The Directive is intended to supersede the Written Statement Directive (1991), which mandates only that employees have the right to be notified in writing of the essential aspects of their employment relationship, with a more expansive list of rights applicable to a wider variety of employees and employment relationships. The Directive has two main objectives: to improve employees’ protections against possible infringement of their employment rights and to increase labor market transparency regarding categories or types of employment. For example, the Directive would provide support for individuals in non-standard employment arrangements (e.g., zero-hour contracts, tele-work, employee job sharing, freelance arrangements and work for temporary agencies) who wish to move to more standard employment.

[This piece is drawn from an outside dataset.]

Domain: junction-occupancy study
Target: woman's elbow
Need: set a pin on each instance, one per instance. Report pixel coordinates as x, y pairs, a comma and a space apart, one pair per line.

According to the European Commission (EC), non-standard employment represented one-quarter of all employment contracts in 2016 as well as 20% of the five million jobs created since 2014.

Key details

The Directive would establish the following minimum employment standards for all workers* in the EU:

  • It would be mandatory for employers to provide written information on the essential elements of work from the first day of employment (compared with within two months under the current Directive).
  • The employee’s probationary period would be limited to six months, unless a longer period is justified by the nature of the position (e.g., for managers) or where extension of the period is in the employee’s interest (e.g., for reasons of temporary absence from work).
  • The use of exclusivity or incompatibility clauses regarding parallel employment (i.e., working for more than one company simultaneously) would be prohibited in the absence of a legitimate need for such clauses (e.g., to protect business secrets or avoid conflicts of interest).
  • Individuals engaged in variable employment with no fixed schedule of work dictated by the employer would be entitled to reasonable advance notice of the hours and days they may be required to work. Individuals could still be engaged to work outside of the notified time frames or where the employer failed to provide reasonable notice, but they could not be required to work nor be adversely affected for refusing to work those hours. The definition of reasonable notice would be a local determination, which may vary by industry.
  • All workers in non-standard employment would have the right to request to transition to more secure and predictable employment where available, such as switching to full-time employment or more guaranteed or predictable hours of work. Employers would be required to respond in writing within one month for large enterprises, three months for smaller firms, but they would not be obliged to grant the request.
  • Any training required by labor law or collective agreement for workers to carry out their assigned tasks would have to be provided at no cost to the worker.

*Note: the Directive does not create a uniform, EU-wide definition of a “worker.” Instead workers are to be defined by the nature of the employment relationship under each member state’s laws, collective agreements and common practice with reference to the rulings by European Court of Justice on such matters.

Employer implications

Parliament approved the Directive on April 16, 2019. The Council of Ministers is expected to formally adopt the Directive in June. Member states would have three years from its adoption to transpose the Directive into local law. The Directive is not intended to curtail non-standard employment, but in the view of the EC, it is expected to “create more transparent and predictable working conditions, in particular for workers in non-standard forms of employment.” Employers hiring workers in the new gig economy should review the Directive and its potential impact on their hiring practices once it is transposed into local law.